# Copyright 2025 Google LLC
#
# Licensed under the Apache License, Version 2.0 (the "License");
# you may not use this file except in compliance with the License.
# You may obtain a copy of the License at
#
# http://www.apache.org/licenses/LICENSE-2.0
#
# Unless required by applicable law or agreed to in writing, software
# distributed under the License is distributed on an "AS IS" BASIS,
# WITHOUT WARRANTIES OR CONDITIONS OF ANY KIND, either express or implied.
# See the License for the specific language governing permissions and
# limitations under the License.
#
# SPDX-License-Identifier: Apache-2.0
"""Anthropic hello sample - Claude models with Genkit.
This sample demonstrates how to use Anthropic's Claude models with Genkit,
including tools, streaming, thinking mode, and multimodal capabilities.

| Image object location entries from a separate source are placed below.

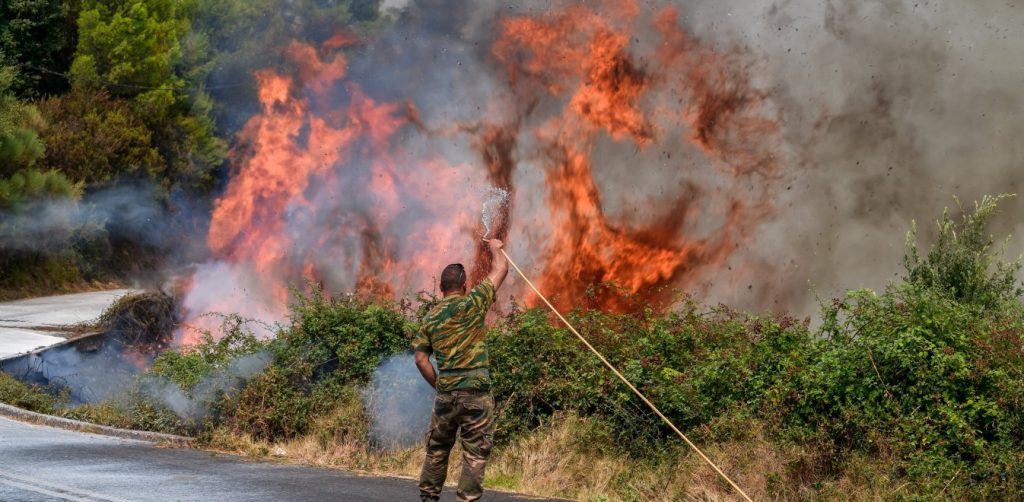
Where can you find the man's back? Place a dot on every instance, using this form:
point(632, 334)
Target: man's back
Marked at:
point(455, 332)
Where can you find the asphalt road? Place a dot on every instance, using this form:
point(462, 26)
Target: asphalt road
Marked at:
point(39, 463)
point(26, 325)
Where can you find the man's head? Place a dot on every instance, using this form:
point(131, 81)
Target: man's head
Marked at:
point(454, 279)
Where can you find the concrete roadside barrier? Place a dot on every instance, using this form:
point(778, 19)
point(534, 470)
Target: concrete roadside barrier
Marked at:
point(69, 424)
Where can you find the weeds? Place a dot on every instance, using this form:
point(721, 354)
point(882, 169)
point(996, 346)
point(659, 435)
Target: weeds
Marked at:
point(915, 392)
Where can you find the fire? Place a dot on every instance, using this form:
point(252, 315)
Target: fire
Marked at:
point(327, 187)
point(582, 57)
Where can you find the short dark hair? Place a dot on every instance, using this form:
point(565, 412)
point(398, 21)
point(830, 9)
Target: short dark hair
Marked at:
point(453, 278)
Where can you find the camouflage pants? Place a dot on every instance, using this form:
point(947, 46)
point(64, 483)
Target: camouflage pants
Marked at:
point(469, 413)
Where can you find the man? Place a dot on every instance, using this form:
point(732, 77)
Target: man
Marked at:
point(454, 332)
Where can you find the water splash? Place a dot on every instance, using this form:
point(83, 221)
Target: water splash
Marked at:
point(496, 202)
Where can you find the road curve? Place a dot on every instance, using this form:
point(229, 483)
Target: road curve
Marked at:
point(39, 463)
point(36, 323)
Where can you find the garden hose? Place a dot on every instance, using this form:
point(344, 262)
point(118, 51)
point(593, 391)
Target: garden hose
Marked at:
point(627, 382)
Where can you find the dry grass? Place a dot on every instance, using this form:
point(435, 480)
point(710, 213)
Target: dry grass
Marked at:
point(561, 460)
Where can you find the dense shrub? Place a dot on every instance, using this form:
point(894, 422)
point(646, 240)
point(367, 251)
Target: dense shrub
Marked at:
point(331, 343)
point(92, 137)
point(694, 365)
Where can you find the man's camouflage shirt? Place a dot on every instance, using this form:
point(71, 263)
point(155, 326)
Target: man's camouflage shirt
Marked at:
point(455, 333)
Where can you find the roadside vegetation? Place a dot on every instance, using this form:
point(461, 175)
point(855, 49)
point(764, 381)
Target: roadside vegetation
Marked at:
point(914, 392)
point(104, 102)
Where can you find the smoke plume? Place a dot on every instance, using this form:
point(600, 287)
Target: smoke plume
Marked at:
point(399, 403)
point(755, 154)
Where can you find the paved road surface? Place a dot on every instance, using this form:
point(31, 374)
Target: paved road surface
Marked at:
point(52, 311)
point(40, 463)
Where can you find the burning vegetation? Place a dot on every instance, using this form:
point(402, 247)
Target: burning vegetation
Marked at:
point(332, 184)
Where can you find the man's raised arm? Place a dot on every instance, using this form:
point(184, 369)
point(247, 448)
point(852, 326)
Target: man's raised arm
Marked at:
point(499, 263)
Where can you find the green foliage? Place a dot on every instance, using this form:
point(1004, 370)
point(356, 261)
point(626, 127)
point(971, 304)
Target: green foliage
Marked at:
point(92, 137)
point(31, 398)
point(19, 144)
point(963, 261)
point(331, 344)
point(695, 365)
point(190, 365)
point(39, 33)
point(148, 50)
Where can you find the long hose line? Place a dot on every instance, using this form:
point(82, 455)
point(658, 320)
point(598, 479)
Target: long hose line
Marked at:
point(627, 382)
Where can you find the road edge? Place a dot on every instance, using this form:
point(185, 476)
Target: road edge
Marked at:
point(80, 426)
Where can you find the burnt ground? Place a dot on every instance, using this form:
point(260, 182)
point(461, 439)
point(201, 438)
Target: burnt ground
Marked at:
point(41, 463)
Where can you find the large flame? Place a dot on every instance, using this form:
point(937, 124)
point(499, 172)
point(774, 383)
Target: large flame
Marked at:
point(326, 189)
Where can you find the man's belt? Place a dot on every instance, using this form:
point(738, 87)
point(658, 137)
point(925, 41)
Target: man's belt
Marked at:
point(471, 372)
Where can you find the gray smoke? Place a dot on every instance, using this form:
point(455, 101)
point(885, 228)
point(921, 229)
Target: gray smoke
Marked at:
point(165, 224)
point(889, 108)
point(399, 402)
point(195, 404)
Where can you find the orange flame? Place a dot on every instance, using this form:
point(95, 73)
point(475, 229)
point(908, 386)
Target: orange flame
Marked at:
point(581, 78)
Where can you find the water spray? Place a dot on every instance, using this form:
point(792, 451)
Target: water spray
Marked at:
point(487, 220)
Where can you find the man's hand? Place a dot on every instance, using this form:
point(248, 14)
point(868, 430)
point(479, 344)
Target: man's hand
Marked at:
point(499, 263)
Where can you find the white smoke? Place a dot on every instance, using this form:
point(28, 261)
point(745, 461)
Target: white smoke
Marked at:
point(399, 403)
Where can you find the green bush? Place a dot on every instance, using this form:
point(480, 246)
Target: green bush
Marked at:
point(25, 395)
point(331, 344)
point(694, 365)
point(963, 262)
point(92, 137)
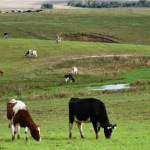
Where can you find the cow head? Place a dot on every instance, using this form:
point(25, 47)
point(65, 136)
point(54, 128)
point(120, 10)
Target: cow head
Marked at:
point(108, 130)
point(35, 132)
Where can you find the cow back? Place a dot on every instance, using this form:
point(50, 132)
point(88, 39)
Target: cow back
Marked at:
point(10, 112)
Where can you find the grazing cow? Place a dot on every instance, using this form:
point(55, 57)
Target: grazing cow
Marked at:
point(19, 116)
point(74, 70)
point(89, 110)
point(69, 77)
point(58, 40)
point(1, 72)
point(31, 52)
point(6, 35)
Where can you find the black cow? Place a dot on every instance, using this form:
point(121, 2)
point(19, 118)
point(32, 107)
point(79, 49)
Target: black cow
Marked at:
point(69, 77)
point(6, 35)
point(89, 110)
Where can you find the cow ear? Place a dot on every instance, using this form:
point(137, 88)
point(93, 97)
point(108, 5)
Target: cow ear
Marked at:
point(32, 126)
point(109, 128)
point(38, 126)
point(114, 126)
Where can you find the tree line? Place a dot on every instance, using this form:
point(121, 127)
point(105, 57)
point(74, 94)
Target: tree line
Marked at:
point(112, 4)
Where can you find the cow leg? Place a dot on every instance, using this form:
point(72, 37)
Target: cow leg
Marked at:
point(66, 79)
point(98, 129)
point(80, 129)
point(95, 129)
point(70, 129)
point(13, 132)
point(25, 130)
point(18, 131)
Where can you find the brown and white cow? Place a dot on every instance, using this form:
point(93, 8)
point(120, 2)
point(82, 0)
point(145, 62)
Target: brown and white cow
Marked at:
point(19, 116)
point(1, 72)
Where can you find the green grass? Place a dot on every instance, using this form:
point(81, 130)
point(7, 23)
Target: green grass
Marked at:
point(120, 25)
point(39, 82)
point(130, 111)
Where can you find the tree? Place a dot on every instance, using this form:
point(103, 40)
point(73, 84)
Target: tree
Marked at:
point(47, 6)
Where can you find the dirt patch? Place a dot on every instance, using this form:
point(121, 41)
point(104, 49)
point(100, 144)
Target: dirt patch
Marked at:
point(90, 37)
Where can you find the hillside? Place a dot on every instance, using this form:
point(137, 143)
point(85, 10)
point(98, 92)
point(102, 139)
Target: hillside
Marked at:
point(103, 25)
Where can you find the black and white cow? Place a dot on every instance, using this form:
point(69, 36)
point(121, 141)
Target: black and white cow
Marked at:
point(89, 110)
point(6, 35)
point(58, 39)
point(74, 70)
point(31, 52)
point(69, 77)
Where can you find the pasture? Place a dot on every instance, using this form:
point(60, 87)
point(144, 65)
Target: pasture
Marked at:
point(40, 84)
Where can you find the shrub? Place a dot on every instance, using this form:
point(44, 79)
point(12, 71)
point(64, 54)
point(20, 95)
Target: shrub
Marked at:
point(47, 6)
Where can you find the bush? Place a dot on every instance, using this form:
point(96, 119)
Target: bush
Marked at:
point(47, 6)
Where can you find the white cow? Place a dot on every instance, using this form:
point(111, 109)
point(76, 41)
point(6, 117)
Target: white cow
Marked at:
point(74, 70)
point(58, 39)
point(31, 52)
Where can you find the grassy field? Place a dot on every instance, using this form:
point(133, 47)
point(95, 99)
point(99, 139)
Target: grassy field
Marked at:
point(39, 82)
point(118, 25)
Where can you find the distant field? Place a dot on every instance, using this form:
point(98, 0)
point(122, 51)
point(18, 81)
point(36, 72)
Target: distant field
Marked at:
point(40, 83)
point(106, 25)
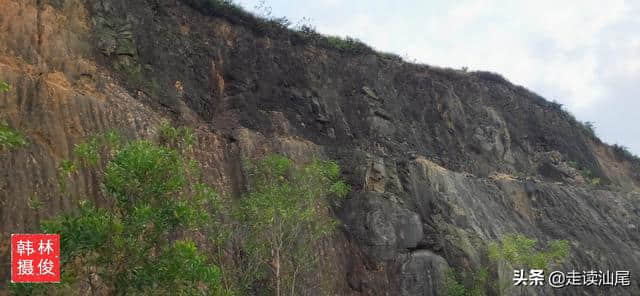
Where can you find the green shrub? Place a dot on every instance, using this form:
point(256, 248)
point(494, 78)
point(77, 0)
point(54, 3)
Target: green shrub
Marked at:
point(4, 86)
point(348, 44)
point(9, 138)
point(285, 211)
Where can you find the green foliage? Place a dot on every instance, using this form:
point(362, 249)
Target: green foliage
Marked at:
point(521, 252)
point(9, 138)
point(453, 283)
point(181, 138)
point(285, 210)
point(349, 45)
point(65, 169)
point(4, 86)
point(586, 174)
point(136, 247)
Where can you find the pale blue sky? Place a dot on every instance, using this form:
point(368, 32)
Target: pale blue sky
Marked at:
point(584, 54)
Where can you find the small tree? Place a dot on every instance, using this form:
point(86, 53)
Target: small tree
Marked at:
point(287, 210)
point(137, 247)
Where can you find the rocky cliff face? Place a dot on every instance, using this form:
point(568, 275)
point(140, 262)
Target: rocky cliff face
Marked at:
point(441, 161)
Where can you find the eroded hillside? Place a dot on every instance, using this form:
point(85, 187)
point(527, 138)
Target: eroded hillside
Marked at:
point(440, 161)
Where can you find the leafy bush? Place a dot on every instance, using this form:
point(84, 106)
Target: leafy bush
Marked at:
point(137, 247)
point(284, 212)
point(521, 252)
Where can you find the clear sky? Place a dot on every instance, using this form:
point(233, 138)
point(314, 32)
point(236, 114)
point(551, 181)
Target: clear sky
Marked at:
point(584, 54)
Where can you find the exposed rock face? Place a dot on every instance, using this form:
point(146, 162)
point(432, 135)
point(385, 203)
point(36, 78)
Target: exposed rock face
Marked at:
point(441, 161)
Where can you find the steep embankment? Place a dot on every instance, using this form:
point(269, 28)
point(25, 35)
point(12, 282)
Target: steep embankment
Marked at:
point(441, 161)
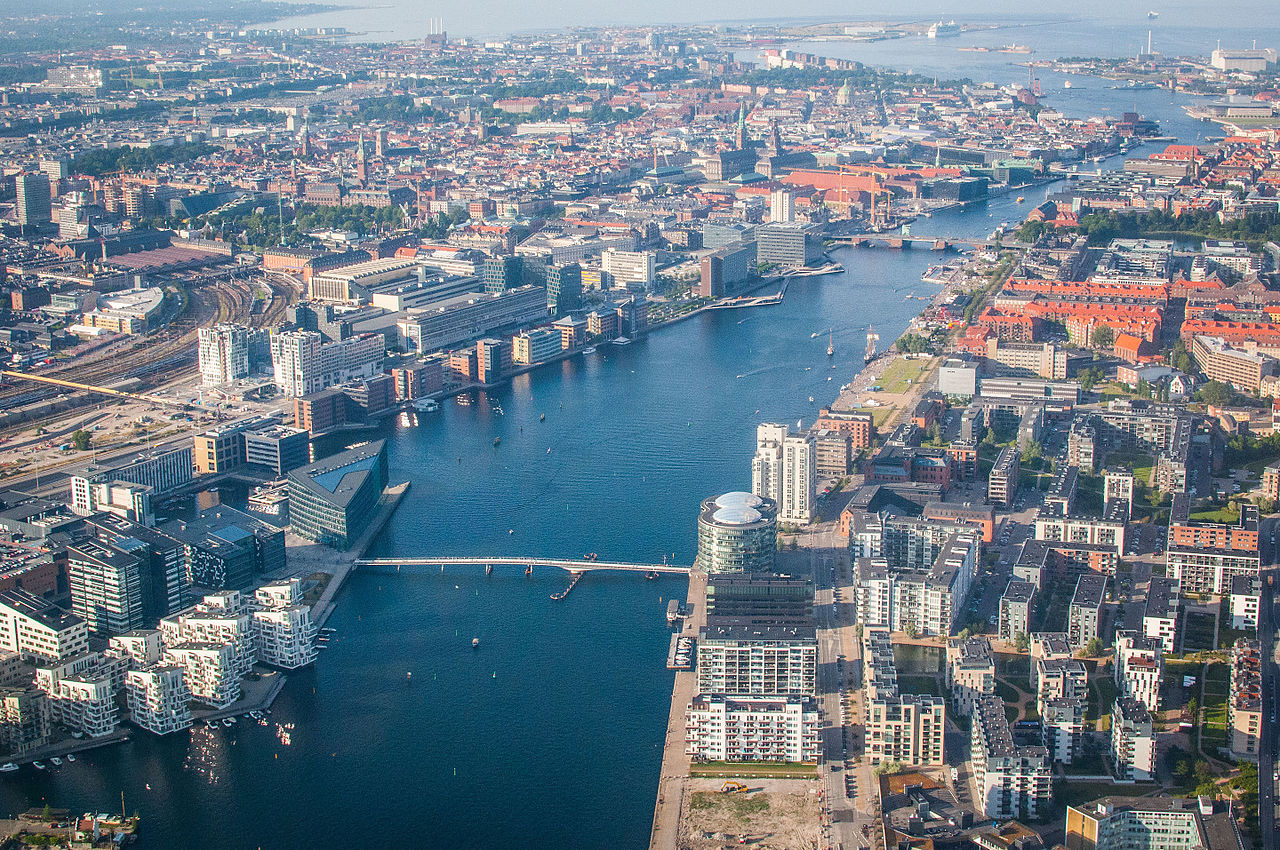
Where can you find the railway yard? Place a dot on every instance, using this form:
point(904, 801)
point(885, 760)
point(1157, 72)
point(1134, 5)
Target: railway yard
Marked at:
point(158, 362)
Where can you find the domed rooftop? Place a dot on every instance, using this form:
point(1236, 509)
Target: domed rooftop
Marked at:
point(739, 499)
point(736, 515)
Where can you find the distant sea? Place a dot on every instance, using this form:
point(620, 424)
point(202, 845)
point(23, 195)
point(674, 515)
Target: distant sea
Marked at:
point(1088, 27)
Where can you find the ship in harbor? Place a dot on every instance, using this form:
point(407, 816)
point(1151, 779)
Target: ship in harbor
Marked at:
point(944, 30)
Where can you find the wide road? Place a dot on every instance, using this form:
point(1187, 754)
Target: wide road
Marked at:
point(1267, 744)
point(846, 781)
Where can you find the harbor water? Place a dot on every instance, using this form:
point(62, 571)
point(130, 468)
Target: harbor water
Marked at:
point(549, 734)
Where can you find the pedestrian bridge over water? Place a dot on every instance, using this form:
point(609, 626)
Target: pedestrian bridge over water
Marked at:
point(568, 565)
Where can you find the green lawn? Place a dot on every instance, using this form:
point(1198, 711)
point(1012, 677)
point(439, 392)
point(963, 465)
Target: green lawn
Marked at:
point(757, 769)
point(1225, 515)
point(903, 374)
point(927, 685)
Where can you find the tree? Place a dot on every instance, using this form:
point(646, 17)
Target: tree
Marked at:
point(1216, 393)
point(1089, 378)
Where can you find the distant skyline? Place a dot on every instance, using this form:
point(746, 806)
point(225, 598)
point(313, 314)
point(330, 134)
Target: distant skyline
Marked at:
point(394, 19)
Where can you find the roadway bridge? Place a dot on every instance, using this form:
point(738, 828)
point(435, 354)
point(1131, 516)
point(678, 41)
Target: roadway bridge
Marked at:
point(919, 242)
point(570, 565)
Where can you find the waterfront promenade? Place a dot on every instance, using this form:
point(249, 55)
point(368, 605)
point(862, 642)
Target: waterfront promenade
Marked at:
point(673, 780)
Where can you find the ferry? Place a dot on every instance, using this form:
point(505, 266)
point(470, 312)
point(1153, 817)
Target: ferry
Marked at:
point(941, 30)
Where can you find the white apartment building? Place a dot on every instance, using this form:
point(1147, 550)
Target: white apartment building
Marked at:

See README.md for testing instructions.
Key Concepts (ELI5)::
┌─────────────────────┬────────────────────────────────────────────────────┐
│ Concept │ ELI5 Explanation │
├─────────────────────┼────────────────────────────────────────────────────┤
│ Claude │ Anthropic's AI assistant. Like a helpful friend │
│ │ who's great at explaining things and writing. │
├─────────────────────┼────────────────────────────────────────────────────┤
│ Haiku │ Claude's fast model. Quick responses for simple │
│ │ tasks. Great for chatbots and quick Q&A. │
├─────────────────────┼────────────────────────────────────────────────────┤
│ Sonnet │ Claude's balanced model. Good at most tasks │
│ │ without being too slow or expensive. │
├─────────────────────┼────────────────────────────────────────────────────┤
│ Tool Calling │ Let Claude use functions you define. "Get the │
│ │ weather" → Claude calls your weather function. │
├─────────────────────┼────────────────────────────────────────────────────┤
│ Thinking Mode │ Claude shows its reasoning step by step. │
│ │ Like showing your work on a math test. │
├─────────────────────┼────────────────────────────────────────────────────┤
│ Streaming │ Get Claude's response word-by-word. │
│ │ Feels faster, like watching someone type. │
├─────────────────────┼────────────────────────────────────────────────────┤
│ Multimodal │ Claude can see images! Send a photo and ask │
│ │ "What's in this picture?" │
└─────────────────────┴────────────────────────────────────────────────────┘
Key Features
============
| Feature Description | Example Function / Code Snippet |
|-----------------------------------------|-------------------------------------|
| Plugin Initialization | `ai = Genkit(plugins=[Anthropic()])` |
| Default Model Configuration | `ai = Genkit(model=...)` |
| Defining Flows | `@ai.flow()` decorator |
| Defining Tools | `@ai.tool()` decorator |
| Pydantic for Tool Input Schema | `WeatherInput`, `CurrencyInput` |
| Simple Generation (Prompt String) | `generate_greeting` |
| System Prompts | `generate_with_system_prompt` |
| Multi-turn Conversations (`messages`) | `generate_multi_turn_chat` |
| Streaming Generation | `generate_streaming_story` |
| Generation with Tools | `generate_weather`, `convert_currency` |
| Generation Configuration (temperature) | `generate_with_config` |
| Thinking (CoT) | `thinking_demo` |
| Code Generation | `generate_code` |
| Multimodal (Image Input) | `describe_image` |
| Prompt Caching | `cached_generation` |
| PDF Document Input | `analyze_pdf` |
"""
import asyncio
import os
from pydantic import BaseModel, Field
from genkit.ai import Genkit
from genkit.core.action import ActionRunContext
from genkit.core.logging import get_logger
from genkit.plugins.anthropic import Anthropic, anthropic_name
from genkit.types import Media, MediaPart, Message, Metadata, Part, Role, TextPart
from samples.shared import (
CharacterInput,
CodeInput,
CurrencyExchangeInput,
GreetingInput,
ImageDescribeInput,
MultiTurnInput,
RpgCharacter,
StreamingToolInput,
StreamInput,
SystemPromptInput,
WeatherInput,
convert_currency as _convert_currency_tool,
convert_currency_logic,
describe_image_logic,
generate_character_logic,
generate_code_logic,
generate_greeting_logic,
generate_multi_turn_chat_logic,
generate_streaming_story_logic,
generate_streaming_with_tools_logic,
generate_weather_logic,
generate_with_config_logic,
generate_with_system_prompt_logic,
get_weather,
setup_sample,
)
setup_sample()
if 'ANTHROPIC_API_KEY' not in os.environ:
os.environ['ANTHROPIC_API_KEY'] = input('Please enter your ANTHROPIC_API_KEY: ')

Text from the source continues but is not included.